Article 2 of the Patent Law of China stipulates:
Invention-creation as mentioned in this Law refers to inventions, utility models and designs.
Invention refers to a new technical scheme proposed for a product, method or its improvement.
Utility model refers to a new practical technical scheme for the shape, structure or combination of products.
Appearance design refers to a new design with aesthetic feeling and suitable for industrial application based on the shape, pattern or combination of products and the combination of colors, shapes and patterns.
2. Patents are inventions that violate laws, social morality or harm public interests.
According to Article 5 of China Patent Law:
No patent right shall be granted for inventions and creations that violate laws, social morality or harm public interests.
No patent right shall be granted to inventions and creations obtained or utilized in violation of laws and administrative regulations and completed by relying on genetic resources. "
3. It violates the principle of applying for a patent for invention.
Article 9 of China's patent law stipulates:
The same invention can only be granted a patent right. However, if the same applicant applies for a patent for utility model and a patent for invention at the same time on the same day, and the patent for utility model obtained earlier has not been terminated, and the applicant abandons the patent for utility model, the patent for invention may be granted.
Where two or more applicants apply for a patent for the same invention-creation, the patent right shall be granted to the first applicant.
4, in violation of the provisions of the confidentiality review.
Article 20 of China's patent law stipulates:
Any unit or individual that applies to a foreign country for a patent for invention or utility model completed in China shall file a confidentiality review with the patent administration department of the State Council in advance. The procedures and time limit for confidentiality review shall be implemented in accordance with the provisions of the State Council.
5. Inventions and utility models are not novel, creative and practical.
Article 22 of China's patent law stipulates:
Inventions and utility models granted patent rights should be novel, creative and practical.
Novelty means that the invention or utility model does not belong to the prior art; Before the filing date, no unit or individual filed an application for the same invention or utility model with the administrative department for patent in the State Council, and it was recorded in the patent application documents published or announced after the filing date.
Creativity means that compared with the prior art, the invention has outstanding substantive features and remarkable progress, and the utility model has substantive features and progress.
Practicality means that the invention or utility model can be manufactured or used and can produce positive effects.
The existing technology mentioned in this law refers to the technology known to the public at home and abroad before the date of application.
In practice, the proportion of patent invalid applications based on this reason is also the highest, and the patent invalid applications based on the lack of novelty are also the highest. This revision of the patent law involves the provisions of patent novelty and raises the requirements of patent novelty.
6. The design is not novel.
Article 23 of China's patent law stipulates:
The design granted the patent right does not belong to the existing design; Before the filing date, no unit or individual has filed an application with the patent administration department of the State Council for the same design, and it is recorded in the patent documents published after the filing date.
Compared with the existing design or the combination of existing design features, the patented design should have obvious differences.

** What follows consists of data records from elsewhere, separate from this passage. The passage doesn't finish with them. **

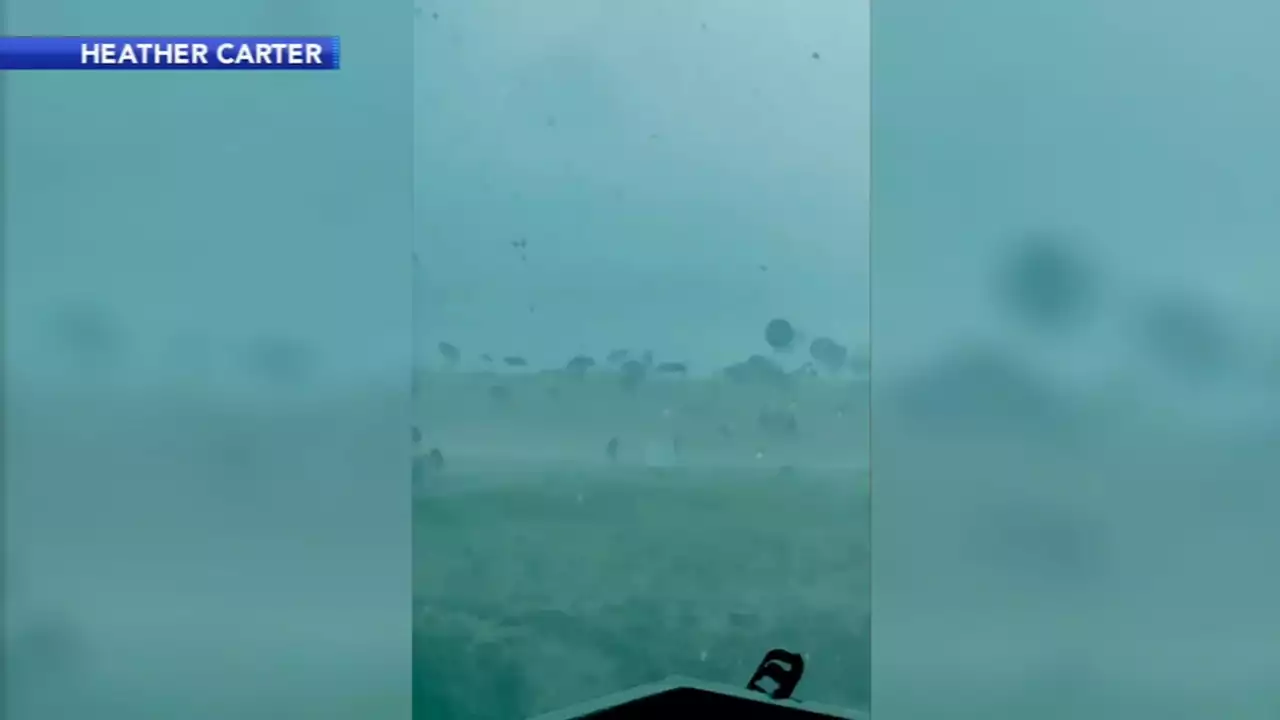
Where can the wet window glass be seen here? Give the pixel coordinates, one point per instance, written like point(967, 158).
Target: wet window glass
point(640, 423)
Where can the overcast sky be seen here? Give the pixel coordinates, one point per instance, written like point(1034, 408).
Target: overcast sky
point(654, 156)
point(682, 172)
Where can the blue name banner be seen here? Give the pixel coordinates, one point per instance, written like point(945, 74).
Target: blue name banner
point(169, 53)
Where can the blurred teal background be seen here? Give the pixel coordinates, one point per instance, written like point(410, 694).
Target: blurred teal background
point(1074, 338)
point(210, 314)
point(206, 364)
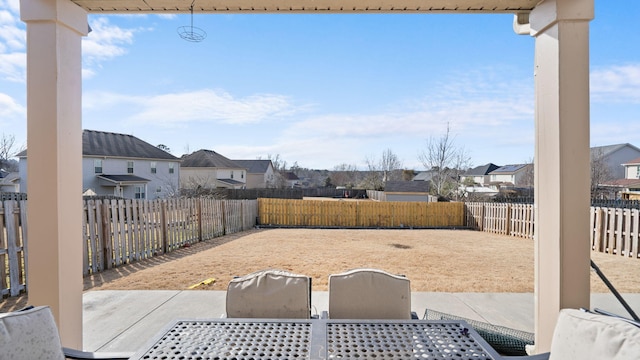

A design that has been granted a patent right shall not conflict with the legal rights that others have obtained before the date of application.
Existing designs as mentioned in this Law refer to designs known to the public at home and abroad before the date of application.
7. The patent subject belongs to the object that is not protected by the patent law.
Article 25 of China's patent law stipulates:
No patent right shall be granted for the following items:
(1) scientific discoveries;
(2) rules and methods of intellectual activities;
(3) Methods of diagnosis and treatment of diseases;
(4) Species of animals and plants;
(5) substances obtained by nuclear transformation;
(six) the design of the pattern, color or the combination of the two.
The production method of the products listed in Item (4) of the preceding paragraph may be granted a patent right in accordance with the provisions of this Law.
8. The technical contents are not fully disclosed in the manual.
Paragraph 3 of Article 26 of China Patent Law stipulates:
The specification shall give a clear and complete description of the invention or utility model, which shall be subject to the realization of the technical personnel in the technical field; Attached drawings shall be attached when necessary. The technical points of the invention or utility model shall be briefly explained.
Paragraph 2 of Article 27 provides that:
The relevant pictures or photographs submitted by the applicant shall clearly indicate the design of the product for which patent protection is required.
9. This statement cannot be described.
Paragraph 4 of Article 26 of China Patent Law stipulates:
The patent claim shall be based on the specification, and clearly and briefly define the scope of patent protection.